Troquet is a coup for the Theater District

by Nell Porter Brown

 

We almost walked right by it, distracted by the offerings at the Colonial Theatre and Commonwealth Bookstore, and by the glint of the setting sun reflecting off the gold dome of the State House across the Common. For Troquet, with its varnished wood façade and subdued black, white, and taupe décor, is not a showy place. What’s more, it was apparently not even designed to be a great restaurant. Its name is French slang for “small wine café,” and the atmosphere is relaxed: ample space between tables eliminates eavesdropping and that clumsy bump into a fellow diner’s table as you attempt to take your seat.

TROQUET

140 Boylston St., Boston
617-695-9463
Dinner only. Tuesday through Sunday.
5 P.M. to midnight.
But let us play stage mother for a moment and push Troquet into the limelight, because the meal that we had there recently was among the best we have found in Boston.

Proprietors Chris (the sommelier) and Diane Campbell ran the wine-oriented Uva in Brighton before wooing chef Scott Hebert from New York City to open Troquet last year. "We grew up and became a little more sophisticated," says Diane Campbell. "We had this as a vision—we wanted to move downtown and be a very comfortable place where people came to get a bite to eat before or after a play, to celebrate, or just to enjoy the wines." Several reasonably priced wines that can be ordered in two- or four-ounce servings are recommended for each dish.
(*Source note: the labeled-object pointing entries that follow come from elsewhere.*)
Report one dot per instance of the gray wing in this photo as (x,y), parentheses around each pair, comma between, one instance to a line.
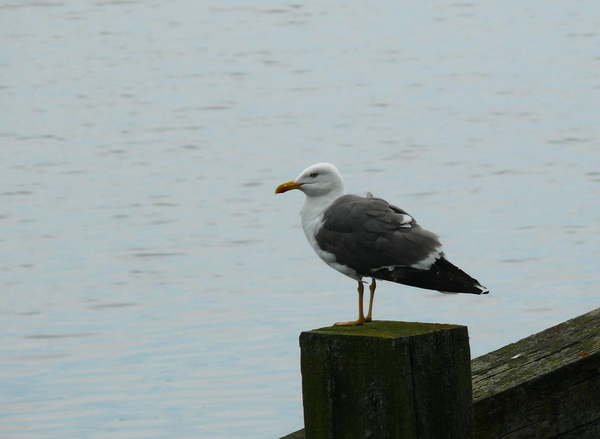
(367,234)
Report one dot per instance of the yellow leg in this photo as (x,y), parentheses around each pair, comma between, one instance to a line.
(361,315)
(372,290)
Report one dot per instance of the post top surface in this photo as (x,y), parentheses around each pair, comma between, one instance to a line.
(386,329)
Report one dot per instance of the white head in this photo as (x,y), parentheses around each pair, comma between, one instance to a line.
(321,179)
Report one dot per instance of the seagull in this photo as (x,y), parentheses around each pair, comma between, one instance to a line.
(368,237)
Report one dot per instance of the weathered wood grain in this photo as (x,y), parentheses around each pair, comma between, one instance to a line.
(387,380)
(545,386)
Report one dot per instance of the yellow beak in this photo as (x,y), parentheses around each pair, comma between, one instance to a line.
(284,187)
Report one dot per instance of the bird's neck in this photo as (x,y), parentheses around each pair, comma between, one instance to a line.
(314,206)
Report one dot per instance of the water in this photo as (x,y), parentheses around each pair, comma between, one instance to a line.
(153,285)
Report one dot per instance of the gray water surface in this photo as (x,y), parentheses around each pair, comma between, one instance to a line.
(154,286)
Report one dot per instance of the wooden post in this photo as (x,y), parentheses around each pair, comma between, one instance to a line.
(387,380)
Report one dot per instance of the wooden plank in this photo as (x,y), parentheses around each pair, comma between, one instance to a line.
(544,386)
(387,380)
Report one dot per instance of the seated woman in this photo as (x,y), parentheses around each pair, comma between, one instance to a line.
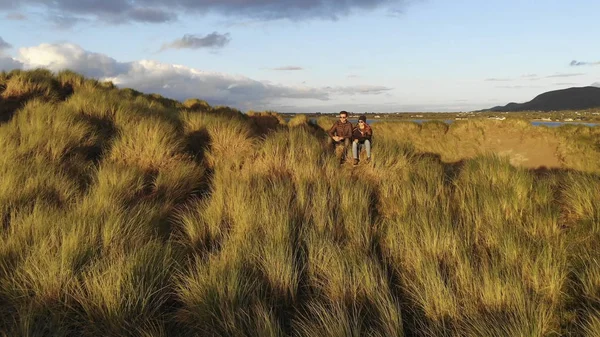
(361,136)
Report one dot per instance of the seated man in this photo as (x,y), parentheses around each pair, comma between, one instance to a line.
(361,134)
(341,133)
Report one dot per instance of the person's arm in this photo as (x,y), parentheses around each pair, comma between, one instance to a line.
(348,131)
(331,131)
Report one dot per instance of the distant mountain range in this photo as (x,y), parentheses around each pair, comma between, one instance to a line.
(566,99)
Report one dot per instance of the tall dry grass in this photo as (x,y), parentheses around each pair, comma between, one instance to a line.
(124,214)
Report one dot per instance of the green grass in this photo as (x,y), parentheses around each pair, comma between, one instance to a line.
(124,214)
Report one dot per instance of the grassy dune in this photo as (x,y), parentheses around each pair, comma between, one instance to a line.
(123,214)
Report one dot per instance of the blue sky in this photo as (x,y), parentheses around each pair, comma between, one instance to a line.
(314,55)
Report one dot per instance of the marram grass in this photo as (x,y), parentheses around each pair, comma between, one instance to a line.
(124,214)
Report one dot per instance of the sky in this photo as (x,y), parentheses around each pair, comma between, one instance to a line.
(314,55)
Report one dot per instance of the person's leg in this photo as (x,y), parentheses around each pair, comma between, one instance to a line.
(367,145)
(346,147)
(355,150)
(330,143)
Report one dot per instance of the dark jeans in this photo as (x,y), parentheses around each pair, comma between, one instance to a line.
(345,142)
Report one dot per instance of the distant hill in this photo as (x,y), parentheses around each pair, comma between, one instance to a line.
(565,99)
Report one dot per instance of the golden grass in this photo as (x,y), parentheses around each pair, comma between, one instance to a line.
(124,214)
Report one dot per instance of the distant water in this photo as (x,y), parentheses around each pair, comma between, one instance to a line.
(450,121)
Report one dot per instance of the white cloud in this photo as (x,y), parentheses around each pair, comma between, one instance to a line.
(62,56)
(190,41)
(8,63)
(177,81)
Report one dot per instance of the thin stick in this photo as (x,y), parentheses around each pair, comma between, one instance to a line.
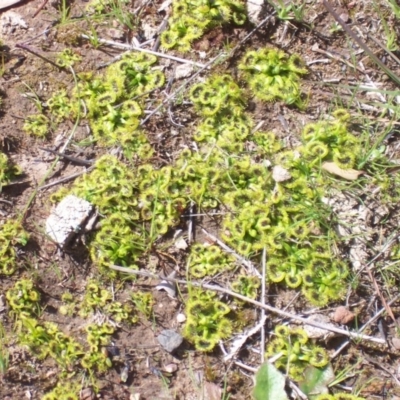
(262,344)
(134,48)
(382,298)
(370,321)
(35,53)
(172,95)
(247,263)
(360,43)
(65,179)
(354,335)
(191,223)
(251,33)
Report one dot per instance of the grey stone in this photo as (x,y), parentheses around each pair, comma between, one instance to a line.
(169,340)
(67,219)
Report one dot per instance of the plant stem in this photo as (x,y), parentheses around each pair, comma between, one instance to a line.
(285,314)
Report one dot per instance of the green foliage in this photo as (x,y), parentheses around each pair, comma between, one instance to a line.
(98,336)
(316,380)
(270,384)
(12,235)
(67,58)
(338,396)
(61,106)
(208,260)
(207,321)
(106,100)
(221,102)
(46,340)
(37,125)
(8,170)
(246,285)
(296,351)
(191,19)
(143,302)
(64,391)
(331,141)
(273,75)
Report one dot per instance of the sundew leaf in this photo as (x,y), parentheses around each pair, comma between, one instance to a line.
(349,174)
(316,380)
(270,384)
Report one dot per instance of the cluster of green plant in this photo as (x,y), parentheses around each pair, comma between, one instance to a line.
(143,302)
(280,216)
(221,102)
(191,18)
(67,58)
(106,100)
(330,141)
(338,396)
(12,234)
(8,170)
(296,351)
(46,340)
(246,286)
(207,321)
(273,75)
(64,390)
(208,260)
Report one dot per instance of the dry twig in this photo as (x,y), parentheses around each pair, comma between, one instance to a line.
(134,48)
(242,260)
(285,314)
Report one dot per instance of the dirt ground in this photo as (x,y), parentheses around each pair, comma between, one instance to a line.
(27,80)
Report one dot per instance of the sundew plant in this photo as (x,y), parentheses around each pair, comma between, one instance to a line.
(287,216)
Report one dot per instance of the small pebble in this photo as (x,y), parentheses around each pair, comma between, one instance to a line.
(181,318)
(396,343)
(170,368)
(343,316)
(169,340)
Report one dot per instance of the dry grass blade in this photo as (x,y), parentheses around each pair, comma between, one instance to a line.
(353,335)
(362,44)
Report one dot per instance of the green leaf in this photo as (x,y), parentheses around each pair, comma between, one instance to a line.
(270,384)
(316,380)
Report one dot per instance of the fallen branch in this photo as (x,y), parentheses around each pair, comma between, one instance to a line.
(353,335)
(134,48)
(247,263)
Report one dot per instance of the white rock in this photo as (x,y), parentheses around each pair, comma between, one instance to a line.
(10,20)
(170,368)
(149,31)
(280,174)
(67,219)
(254,8)
(181,318)
(181,244)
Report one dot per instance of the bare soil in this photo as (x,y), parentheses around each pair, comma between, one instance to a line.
(330,57)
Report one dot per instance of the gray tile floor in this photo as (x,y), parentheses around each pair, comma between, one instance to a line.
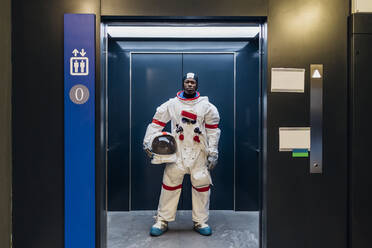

This allowed us to try a variety of excellent labels with one meal—a simple, yet luxurious, innovation that does not distract from the food, prepared in a fresh, unfussy New American-style with French and Italian undertones.

Chef Hebert, who runs a tight kitchen despite his impish looks, sidesteps the ubiquitous goat cheese salad by frying the chèvre in a hazelnut coating ($9). The very chilled salmon carpaccio ($12) arrived spread out over the plate like a giant orange jellyfish sprinkled with toasted sesame seeds and scallion bits. Slipped underneath was a grassy-green mound of whipped avocado. The Fisher 2000 Riesling Ockfener Bockstein Kabinett mingled perfectly. A terrine of foie gras ($18) came with a jiggling slab of golden Sauternes gelée, a miniature hillock of tender rhubarb cubes, and fragile toast points. Reviewers tend to call potato gnocchi ($21) "soft pillows." Hebert’s were more like deluxe bolsters that melted in our mouths amid a lusty sauce of braised mushrooms and truffle oil that made us want to lick the plate clean. A munchkin-sized Dutch oven of mashed potatoes accompanied the robust New York sirloin ($36) slathered with a sauce made from Armagnac and green peppercorns. Dainty spring carrots and a slippery, pan-juice-infused cippoline onion—worth ordering all by themselves—sat on the side.

Desserts—each $8.25—included an outstanding vanilla-bean panna cotta coated in a passion-fruit gel, topped by a dollop of guava sorbet. The polenta torte—a very good, upscale corn muffin—was served with a trail of pistachio custard and raspberry sorbet. Petite chocolates, made in-house, came with the check. Their unexpectedly thrilling burst of flavor made the sweets a metaphor for Troquet itself. It’s a small, unpretentious venue that mounts a production worthy of the main stage.